Pedestrian Recognition in Aerial Video Using Saliency and Multi-Features

2014 
 Abstract—Pedestrian recognition in aerial video is a challenge problem for the problem of low resolution, camera movement and target's blurred detail in aerial video. This paper proposes weighted region matching algorithm with Kalman filter, Multi-features fusion model and saliency segmentation (KMFS-WRM) to detect and recognize pedestrian. The KMFS-WRM algorithm first uses Kalman filter algorithm to mark candidate's region, which can avoid the problem of selecting candidates under supervision. Then we proposed the fusion algorithm of multi-feature, including HOG, LBP and SIFT features, namely HLS model to detect the pedestrian in aerial video.
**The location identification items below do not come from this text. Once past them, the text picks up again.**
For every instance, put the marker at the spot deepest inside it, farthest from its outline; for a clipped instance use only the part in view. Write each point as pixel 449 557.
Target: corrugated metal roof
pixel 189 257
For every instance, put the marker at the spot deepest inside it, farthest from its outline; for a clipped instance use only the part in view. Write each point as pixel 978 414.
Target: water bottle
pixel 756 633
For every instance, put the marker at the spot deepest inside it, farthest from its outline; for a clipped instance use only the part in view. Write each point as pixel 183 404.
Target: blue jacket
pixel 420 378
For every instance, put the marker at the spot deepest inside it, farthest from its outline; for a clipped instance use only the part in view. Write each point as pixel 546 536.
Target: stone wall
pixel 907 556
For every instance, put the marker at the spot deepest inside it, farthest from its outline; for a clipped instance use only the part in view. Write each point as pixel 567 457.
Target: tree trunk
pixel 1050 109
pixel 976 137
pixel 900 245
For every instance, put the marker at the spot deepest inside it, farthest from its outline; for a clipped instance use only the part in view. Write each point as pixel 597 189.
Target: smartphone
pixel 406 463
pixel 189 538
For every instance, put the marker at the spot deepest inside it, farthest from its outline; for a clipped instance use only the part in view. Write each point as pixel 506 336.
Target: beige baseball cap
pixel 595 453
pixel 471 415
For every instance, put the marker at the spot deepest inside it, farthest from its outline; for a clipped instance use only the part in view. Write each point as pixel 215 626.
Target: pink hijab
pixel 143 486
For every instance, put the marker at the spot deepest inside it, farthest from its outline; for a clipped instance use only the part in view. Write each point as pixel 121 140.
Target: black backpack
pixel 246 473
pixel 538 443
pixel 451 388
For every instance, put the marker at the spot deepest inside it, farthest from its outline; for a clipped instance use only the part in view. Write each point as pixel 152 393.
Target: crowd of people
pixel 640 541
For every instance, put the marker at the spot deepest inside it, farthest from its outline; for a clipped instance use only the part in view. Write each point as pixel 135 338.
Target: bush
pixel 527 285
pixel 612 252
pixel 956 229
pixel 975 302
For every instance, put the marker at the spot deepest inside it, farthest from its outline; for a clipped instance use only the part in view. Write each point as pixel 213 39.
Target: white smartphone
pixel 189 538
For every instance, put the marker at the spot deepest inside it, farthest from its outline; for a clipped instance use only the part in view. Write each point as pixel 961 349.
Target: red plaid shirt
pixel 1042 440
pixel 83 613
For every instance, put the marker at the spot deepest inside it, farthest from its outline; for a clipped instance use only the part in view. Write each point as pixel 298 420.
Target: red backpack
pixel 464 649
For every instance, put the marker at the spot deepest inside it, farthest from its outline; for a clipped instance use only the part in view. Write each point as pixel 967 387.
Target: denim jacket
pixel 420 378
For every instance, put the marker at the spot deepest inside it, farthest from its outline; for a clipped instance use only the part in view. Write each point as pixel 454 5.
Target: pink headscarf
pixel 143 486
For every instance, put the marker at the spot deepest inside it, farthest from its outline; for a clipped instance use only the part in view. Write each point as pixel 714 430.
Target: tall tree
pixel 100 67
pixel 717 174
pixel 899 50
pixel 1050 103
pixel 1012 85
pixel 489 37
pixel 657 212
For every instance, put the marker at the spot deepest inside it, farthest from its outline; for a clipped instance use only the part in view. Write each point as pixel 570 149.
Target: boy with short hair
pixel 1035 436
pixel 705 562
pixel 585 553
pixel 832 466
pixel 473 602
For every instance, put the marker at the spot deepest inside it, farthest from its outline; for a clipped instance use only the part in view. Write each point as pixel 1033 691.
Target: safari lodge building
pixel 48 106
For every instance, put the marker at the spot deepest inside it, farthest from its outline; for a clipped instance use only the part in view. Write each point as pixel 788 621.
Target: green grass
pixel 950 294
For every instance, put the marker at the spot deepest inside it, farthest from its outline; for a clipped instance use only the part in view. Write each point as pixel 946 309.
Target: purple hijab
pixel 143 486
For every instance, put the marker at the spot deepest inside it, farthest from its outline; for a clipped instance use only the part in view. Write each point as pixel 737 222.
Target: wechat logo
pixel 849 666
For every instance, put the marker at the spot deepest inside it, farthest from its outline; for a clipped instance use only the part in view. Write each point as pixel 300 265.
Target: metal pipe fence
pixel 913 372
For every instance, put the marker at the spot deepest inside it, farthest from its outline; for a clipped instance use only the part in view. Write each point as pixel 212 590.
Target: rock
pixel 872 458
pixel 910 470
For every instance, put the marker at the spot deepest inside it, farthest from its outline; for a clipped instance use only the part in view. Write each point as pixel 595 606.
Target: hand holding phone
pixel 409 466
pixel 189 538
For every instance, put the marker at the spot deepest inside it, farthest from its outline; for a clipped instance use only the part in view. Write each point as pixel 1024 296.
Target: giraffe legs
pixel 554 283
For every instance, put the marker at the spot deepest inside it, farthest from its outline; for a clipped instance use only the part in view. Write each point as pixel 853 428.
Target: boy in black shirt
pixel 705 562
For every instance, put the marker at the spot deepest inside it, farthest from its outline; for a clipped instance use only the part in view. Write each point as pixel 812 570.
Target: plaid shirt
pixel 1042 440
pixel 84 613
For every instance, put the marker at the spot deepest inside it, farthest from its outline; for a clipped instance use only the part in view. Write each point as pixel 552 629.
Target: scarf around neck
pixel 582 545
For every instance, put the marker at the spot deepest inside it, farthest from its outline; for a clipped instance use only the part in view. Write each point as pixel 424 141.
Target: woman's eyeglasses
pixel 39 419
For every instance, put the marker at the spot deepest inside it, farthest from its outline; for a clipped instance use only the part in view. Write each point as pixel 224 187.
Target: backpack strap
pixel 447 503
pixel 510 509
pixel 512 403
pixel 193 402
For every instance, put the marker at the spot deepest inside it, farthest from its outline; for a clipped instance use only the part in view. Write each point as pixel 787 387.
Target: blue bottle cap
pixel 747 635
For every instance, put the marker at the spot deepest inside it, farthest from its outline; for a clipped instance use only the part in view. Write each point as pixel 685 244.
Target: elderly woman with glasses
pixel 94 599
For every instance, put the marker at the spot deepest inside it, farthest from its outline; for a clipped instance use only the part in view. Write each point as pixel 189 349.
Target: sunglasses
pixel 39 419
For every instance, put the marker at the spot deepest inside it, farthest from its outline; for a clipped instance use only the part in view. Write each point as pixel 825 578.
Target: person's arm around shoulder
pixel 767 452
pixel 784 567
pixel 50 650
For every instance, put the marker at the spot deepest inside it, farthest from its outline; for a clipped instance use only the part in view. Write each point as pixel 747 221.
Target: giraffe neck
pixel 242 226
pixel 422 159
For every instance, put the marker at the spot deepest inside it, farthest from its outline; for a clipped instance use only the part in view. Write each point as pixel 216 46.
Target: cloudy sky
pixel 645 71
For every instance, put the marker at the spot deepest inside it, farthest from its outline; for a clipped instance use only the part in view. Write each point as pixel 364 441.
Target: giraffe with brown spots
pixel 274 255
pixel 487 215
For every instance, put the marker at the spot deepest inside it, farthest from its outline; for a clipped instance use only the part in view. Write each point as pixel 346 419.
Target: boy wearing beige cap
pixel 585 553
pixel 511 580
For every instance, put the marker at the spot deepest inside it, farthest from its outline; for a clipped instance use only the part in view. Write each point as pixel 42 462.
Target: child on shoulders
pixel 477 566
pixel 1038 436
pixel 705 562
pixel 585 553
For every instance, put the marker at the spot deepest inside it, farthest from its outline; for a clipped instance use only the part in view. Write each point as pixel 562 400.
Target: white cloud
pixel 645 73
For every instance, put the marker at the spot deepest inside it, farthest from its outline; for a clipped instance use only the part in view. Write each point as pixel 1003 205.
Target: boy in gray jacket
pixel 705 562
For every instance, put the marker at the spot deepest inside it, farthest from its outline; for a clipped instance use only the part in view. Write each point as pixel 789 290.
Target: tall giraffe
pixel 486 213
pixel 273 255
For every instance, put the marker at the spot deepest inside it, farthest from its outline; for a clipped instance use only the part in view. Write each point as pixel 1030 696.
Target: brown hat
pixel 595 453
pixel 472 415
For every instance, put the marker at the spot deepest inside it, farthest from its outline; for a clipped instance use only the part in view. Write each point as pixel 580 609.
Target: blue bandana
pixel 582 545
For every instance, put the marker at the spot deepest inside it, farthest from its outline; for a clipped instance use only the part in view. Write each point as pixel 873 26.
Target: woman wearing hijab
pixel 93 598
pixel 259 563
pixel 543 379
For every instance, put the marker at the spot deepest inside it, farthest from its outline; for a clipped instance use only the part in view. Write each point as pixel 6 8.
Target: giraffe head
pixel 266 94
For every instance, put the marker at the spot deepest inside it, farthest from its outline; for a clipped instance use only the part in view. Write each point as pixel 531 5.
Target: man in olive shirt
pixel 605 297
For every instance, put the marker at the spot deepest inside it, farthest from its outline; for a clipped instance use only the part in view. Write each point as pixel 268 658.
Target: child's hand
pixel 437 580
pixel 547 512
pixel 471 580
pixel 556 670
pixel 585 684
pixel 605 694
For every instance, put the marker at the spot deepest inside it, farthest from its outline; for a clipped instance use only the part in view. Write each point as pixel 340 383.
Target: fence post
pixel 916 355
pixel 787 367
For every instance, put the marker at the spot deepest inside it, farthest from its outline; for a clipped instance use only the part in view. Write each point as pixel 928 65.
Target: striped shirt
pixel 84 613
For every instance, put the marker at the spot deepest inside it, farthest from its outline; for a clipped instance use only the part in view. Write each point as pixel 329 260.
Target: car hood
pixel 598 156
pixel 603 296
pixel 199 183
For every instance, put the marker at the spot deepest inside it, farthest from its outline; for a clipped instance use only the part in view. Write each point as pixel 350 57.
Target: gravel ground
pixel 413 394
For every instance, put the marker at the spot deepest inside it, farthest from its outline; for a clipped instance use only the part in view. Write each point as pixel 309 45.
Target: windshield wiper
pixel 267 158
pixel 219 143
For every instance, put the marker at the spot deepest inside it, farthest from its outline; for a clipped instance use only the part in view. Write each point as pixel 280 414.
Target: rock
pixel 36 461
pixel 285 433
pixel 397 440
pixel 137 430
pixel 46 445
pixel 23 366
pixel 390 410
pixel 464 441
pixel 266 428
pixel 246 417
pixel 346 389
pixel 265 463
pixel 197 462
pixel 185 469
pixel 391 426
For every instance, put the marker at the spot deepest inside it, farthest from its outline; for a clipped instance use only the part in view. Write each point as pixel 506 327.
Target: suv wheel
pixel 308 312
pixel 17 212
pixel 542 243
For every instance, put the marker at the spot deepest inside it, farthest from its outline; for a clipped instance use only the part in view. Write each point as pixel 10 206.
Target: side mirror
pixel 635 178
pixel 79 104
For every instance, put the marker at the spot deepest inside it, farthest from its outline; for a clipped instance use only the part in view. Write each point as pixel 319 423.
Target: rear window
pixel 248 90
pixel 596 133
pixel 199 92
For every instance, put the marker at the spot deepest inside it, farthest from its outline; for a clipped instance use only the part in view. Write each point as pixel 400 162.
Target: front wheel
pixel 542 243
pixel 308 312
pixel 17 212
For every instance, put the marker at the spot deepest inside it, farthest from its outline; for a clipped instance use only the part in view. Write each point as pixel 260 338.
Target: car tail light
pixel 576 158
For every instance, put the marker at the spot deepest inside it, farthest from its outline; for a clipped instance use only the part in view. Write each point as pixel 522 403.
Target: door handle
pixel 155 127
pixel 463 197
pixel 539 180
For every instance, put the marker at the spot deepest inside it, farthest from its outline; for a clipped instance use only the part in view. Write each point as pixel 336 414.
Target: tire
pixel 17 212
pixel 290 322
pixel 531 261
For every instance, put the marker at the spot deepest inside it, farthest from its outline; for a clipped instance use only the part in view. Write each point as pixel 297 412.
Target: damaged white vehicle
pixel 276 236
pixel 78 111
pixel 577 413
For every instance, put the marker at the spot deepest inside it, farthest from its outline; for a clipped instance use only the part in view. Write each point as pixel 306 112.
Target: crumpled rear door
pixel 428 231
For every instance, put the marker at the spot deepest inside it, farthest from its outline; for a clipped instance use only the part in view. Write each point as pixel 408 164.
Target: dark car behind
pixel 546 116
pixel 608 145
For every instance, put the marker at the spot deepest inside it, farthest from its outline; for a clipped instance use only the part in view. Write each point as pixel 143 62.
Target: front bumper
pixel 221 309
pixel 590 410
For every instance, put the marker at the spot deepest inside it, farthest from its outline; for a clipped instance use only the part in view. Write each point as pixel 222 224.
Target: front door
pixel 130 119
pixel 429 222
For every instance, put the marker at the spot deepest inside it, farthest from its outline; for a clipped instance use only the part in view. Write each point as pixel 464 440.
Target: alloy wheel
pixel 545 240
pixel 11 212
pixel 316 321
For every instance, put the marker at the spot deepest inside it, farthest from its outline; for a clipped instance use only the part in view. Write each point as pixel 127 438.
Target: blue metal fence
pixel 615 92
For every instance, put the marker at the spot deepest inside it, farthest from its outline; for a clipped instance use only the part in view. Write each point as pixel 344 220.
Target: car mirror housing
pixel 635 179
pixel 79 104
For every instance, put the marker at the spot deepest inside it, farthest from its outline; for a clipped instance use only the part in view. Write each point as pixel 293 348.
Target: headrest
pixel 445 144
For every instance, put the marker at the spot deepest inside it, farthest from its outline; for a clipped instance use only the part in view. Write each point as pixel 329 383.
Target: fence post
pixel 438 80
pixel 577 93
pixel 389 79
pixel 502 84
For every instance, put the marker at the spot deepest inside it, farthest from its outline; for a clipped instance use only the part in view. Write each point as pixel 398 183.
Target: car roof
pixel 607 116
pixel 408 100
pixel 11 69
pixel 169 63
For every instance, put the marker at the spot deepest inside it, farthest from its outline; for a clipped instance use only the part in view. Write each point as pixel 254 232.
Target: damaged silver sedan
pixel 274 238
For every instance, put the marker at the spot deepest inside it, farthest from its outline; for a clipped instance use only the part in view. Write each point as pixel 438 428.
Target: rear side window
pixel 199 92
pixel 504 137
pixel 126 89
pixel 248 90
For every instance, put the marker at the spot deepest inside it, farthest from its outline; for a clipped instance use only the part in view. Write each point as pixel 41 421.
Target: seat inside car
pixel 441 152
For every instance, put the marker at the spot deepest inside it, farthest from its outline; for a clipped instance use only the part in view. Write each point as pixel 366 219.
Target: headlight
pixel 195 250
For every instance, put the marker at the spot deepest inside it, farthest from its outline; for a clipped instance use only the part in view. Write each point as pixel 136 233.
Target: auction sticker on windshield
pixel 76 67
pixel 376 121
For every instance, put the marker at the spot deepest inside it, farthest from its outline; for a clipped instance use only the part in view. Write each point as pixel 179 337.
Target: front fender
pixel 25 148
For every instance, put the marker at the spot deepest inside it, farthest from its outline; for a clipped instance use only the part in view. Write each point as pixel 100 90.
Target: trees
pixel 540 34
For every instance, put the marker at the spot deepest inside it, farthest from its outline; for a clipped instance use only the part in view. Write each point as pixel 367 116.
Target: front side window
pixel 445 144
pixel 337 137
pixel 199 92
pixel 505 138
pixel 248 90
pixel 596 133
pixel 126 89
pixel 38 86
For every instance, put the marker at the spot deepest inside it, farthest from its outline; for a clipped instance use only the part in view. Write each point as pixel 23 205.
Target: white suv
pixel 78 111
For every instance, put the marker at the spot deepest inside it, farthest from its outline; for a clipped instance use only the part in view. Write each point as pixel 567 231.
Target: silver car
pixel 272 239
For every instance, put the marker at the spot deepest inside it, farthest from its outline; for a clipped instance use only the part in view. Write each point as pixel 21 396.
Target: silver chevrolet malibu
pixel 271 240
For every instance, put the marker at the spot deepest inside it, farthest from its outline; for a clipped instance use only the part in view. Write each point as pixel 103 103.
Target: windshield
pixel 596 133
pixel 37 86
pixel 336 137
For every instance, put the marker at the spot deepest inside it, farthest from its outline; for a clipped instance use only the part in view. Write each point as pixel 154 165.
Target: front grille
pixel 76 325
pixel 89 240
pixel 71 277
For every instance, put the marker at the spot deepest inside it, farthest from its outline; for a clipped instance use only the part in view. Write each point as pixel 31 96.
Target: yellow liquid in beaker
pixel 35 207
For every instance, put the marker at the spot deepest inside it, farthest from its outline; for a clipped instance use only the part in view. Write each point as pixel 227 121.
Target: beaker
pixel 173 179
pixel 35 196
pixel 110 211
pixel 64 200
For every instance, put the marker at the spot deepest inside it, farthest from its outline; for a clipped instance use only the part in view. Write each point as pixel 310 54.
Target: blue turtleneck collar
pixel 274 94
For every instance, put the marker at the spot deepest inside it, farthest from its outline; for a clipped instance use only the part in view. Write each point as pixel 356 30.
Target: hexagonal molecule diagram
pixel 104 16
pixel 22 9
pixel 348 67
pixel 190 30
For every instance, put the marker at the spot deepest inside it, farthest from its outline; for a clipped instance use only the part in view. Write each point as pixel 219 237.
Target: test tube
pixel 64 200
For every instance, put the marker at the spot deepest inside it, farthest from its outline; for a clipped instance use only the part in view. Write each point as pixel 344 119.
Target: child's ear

Our proposed detection method is robust for whether the camera is moving. And instructing human percept and concept, we segment the pedestrians in marked region using Context-Aware saliency detection algorithm that proposed by Goferman et al. and revised the segmentation results by HST model (Head Shoulder and Torso) and AAM model (Active Appearance Model) to obtain the candidates set. Last the matching of voter and candidates set using weighted region matching algorithm. Experimental results in complex aerial video demonstrated that our KMFS-WRM algorithm not only cuts down calculated complexity, but also improves adaptive and real-time ability. Moreover proposed method outperforms recent state-of-the-art methods.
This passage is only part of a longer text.